The reason we’re willing to advance all of the above without public confirmation from Nvidia is that the predictions make logical sense based on where the company is. Tegra 3 is a good part as far as it goes, but Qualcomm has stolen a great deal of thunder with its Snapdragon S4. Nvidia can’t count on the Cortex-A15 as a differentiator, given that the likes of Samsung and Texas Instruments will have their own A15-based products out by the end of the year as well. Graphics are the logical area for Nvidia to emphasize; a smartphone GPU based on Kepler would be far more advanced than anything currently offered by Imagination Technologies’ PowerVR, ARM’s Mali, or the aging Adreno core.
Granted, more advanced doesn’t always mean higher performance, and NV will have to balance GPU complexity and the number of cores against die size and power consumption. That’s the one enormous caveat to what we’ve written here — Tegra 4′s attractiveness will be critically dependent on how well Nvidia balances the device’s hardware and software ecosystem. Strong execution of a solid architecture will make T40 competitive; GPU-powered utilities, better battery life/touch sensitivity, and possibly customized games that take advantage of hardware physics processing are what will make it great.

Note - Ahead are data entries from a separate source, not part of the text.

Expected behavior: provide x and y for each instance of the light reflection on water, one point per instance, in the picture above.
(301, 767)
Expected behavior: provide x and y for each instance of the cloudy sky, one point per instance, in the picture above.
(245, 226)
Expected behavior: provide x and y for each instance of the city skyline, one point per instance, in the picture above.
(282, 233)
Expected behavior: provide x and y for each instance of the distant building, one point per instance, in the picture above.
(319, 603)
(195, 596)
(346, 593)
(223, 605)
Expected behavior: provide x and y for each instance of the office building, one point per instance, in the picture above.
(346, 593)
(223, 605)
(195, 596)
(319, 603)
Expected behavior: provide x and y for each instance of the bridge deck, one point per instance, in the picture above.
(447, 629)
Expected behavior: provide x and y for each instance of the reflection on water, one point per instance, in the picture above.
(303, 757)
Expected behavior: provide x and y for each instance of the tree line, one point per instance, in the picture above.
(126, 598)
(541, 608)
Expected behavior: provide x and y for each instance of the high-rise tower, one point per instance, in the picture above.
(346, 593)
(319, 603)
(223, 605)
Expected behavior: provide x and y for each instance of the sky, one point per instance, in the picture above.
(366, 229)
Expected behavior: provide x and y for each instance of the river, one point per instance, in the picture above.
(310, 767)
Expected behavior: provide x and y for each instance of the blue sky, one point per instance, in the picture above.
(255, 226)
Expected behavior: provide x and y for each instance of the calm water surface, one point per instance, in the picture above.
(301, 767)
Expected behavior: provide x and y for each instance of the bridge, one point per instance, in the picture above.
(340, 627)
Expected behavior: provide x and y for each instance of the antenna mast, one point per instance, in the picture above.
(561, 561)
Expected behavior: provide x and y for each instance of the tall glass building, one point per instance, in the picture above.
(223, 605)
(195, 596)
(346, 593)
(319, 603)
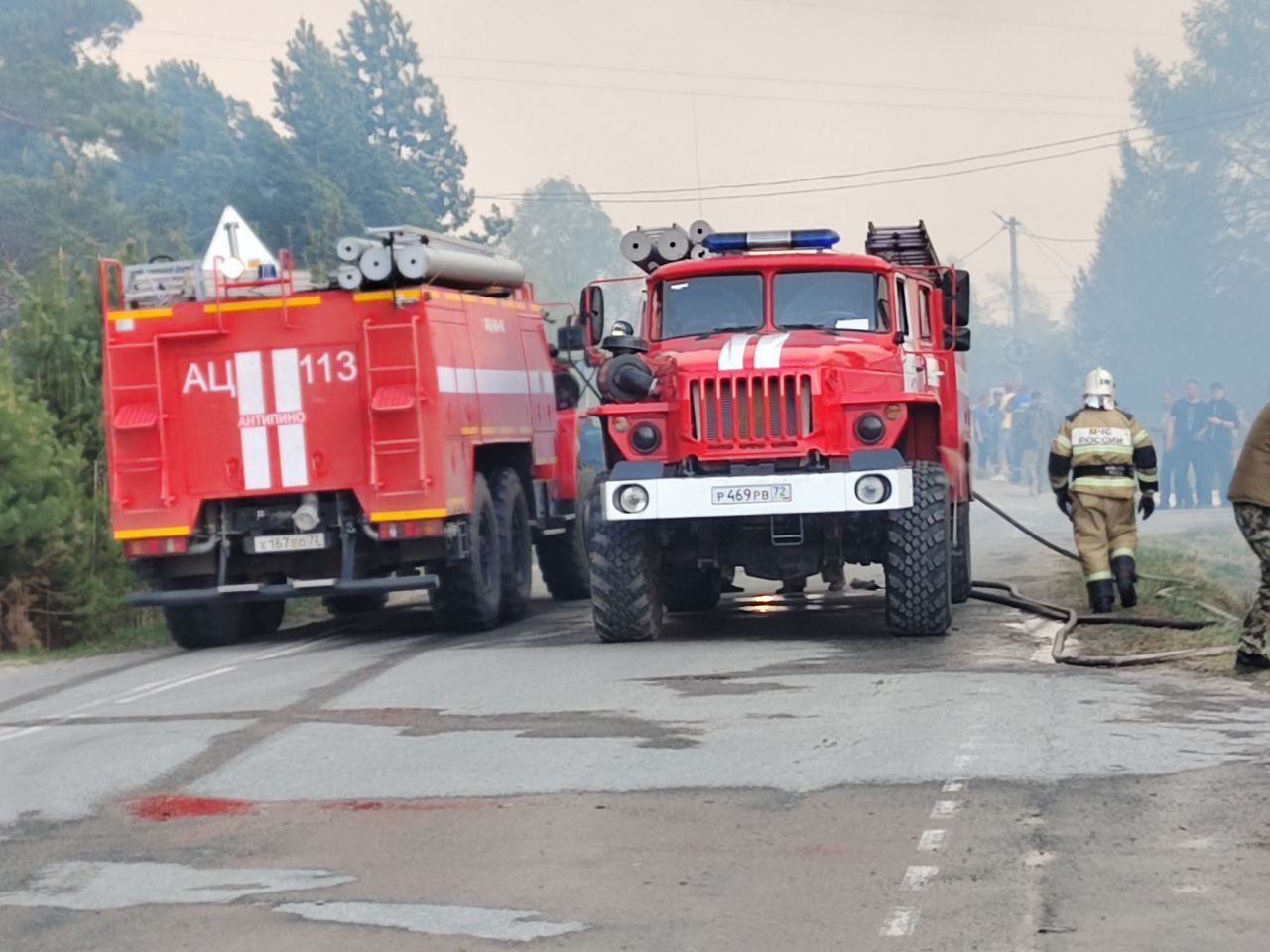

That’s a tall order for any company to nail with the first iteration of an architecture, but Nvidia has a a lot of irons in the fire when it comes to mobile development. We expect the company will attempt to position Tegra 4 as a chip that can leverage its GPU in ways that are beyond its competition. If the hardware delivers and the software support is in place, it could give Nvidia a potent weapon against OMAP5, Exynos, and future Medfield products from Intel.